Writer and director Alex Garland owes much to Mary Shelley’s science fiction novel Frankenstein. Scientist Victor Frankenstein fashions an artificial creature using a secret formula. The creature (Shelley doesn’t give it a name, though it refers to itself as an “Adam,” as if it were a prototype.) is intelligent and articulate, but it’s also murderous. Frankenstein endows his living machine with an intellect, but no moral code. It gains a sense of right and wrong over time, but its acquired morality doesn’t prevent it from killing the scientist’s fiance. Likewise, inventor Bateman programs a beautiful and believable automaton, but he apparently left out the code for Isaac Asimov’s Three Laws of Robotics.
If Ex Machina fails at all, it’s that it gives the audience what it expects in the end: a monster. A more interesting outcome, and one more frightening, is how a robot would behave if it applied a human moral code perfectly? In a time when the military is experimenting with autonomous drones, philosophers and computer scientists are struggling with how to imbue machines with a sense of right and wrong, but it’s only a technical challenge.

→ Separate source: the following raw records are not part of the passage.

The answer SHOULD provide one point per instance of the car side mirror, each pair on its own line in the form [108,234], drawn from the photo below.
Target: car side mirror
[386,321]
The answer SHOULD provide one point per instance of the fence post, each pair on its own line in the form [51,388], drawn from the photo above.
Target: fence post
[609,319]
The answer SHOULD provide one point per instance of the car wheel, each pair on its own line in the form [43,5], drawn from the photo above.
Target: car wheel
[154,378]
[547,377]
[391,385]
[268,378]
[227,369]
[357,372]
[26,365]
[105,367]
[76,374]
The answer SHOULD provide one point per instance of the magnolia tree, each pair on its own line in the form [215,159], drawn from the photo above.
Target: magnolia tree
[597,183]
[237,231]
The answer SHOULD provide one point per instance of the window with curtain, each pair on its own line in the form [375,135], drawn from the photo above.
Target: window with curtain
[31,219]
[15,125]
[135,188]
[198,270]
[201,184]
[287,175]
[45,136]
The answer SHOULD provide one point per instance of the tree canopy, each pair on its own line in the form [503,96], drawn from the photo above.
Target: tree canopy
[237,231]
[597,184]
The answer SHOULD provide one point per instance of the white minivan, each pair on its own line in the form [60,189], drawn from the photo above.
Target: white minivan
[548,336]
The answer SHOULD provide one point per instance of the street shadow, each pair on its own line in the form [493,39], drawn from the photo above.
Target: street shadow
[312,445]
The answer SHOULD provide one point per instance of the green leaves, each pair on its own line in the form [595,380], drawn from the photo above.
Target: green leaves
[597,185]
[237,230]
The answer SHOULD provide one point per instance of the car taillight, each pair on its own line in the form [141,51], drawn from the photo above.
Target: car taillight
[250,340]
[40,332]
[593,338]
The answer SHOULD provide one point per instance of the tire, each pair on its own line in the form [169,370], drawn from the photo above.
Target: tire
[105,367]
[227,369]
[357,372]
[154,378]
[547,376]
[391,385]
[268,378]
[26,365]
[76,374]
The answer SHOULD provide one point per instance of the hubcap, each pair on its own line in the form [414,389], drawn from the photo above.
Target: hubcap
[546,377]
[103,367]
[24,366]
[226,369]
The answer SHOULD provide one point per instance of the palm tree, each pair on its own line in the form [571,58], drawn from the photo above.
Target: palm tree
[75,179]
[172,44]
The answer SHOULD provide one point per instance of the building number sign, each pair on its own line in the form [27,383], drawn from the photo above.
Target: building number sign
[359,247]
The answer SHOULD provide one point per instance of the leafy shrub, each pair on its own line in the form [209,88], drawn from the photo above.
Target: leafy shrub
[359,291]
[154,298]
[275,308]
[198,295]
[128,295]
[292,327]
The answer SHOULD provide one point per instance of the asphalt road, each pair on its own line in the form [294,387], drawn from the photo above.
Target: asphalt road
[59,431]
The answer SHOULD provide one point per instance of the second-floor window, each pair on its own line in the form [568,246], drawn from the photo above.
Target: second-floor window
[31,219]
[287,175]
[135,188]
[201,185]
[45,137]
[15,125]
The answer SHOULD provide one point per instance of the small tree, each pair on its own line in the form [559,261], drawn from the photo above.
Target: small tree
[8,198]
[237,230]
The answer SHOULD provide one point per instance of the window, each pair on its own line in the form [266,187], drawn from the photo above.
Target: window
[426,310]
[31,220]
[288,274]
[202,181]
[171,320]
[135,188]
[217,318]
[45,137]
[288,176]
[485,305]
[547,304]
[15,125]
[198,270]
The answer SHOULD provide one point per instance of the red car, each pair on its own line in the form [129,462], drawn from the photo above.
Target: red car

Eventually, they’ll figure it out, and once they do, will the robots discover that their creators can’t live up to their own rules consistently? Robots are very good at repetitive tasks, but nuance and circumstance are highly variable, and humans are notoriously unpredictable in how they respond. Will a moral machine tolerate human imperfections and unpredictability? I’m not so much worried about machines getting smarter than us, but whether they will account for our moral failures.
4 thoughts on “Review: Ex Machina and the amoral machine”
I think Ex Machina DOES fail, in the way that you suggest but in many others. Like so many science fiction movies, it breaks the rules it has set itself when it’s convenient to do so. For example, why can kiyoko roam freely in the house while Ava has to be imprisoned? If Kiyoko has artificial intelligence, how would she not learn English after hearing it repeatedly. Also, why did Nathan have to be such a cardboard cut-out baddie and Caleb such a rube? It disappointed me on so many levels.
Great points. I wondered about Kyoko’s wandering as well, but I thought I saw clues that she really was understanding English, just not speaking.
Yes, those clues were definitely there, but it didn’t quite add up for me that the supposed genius IT guy wouldn’t work out that she was learning to speak English!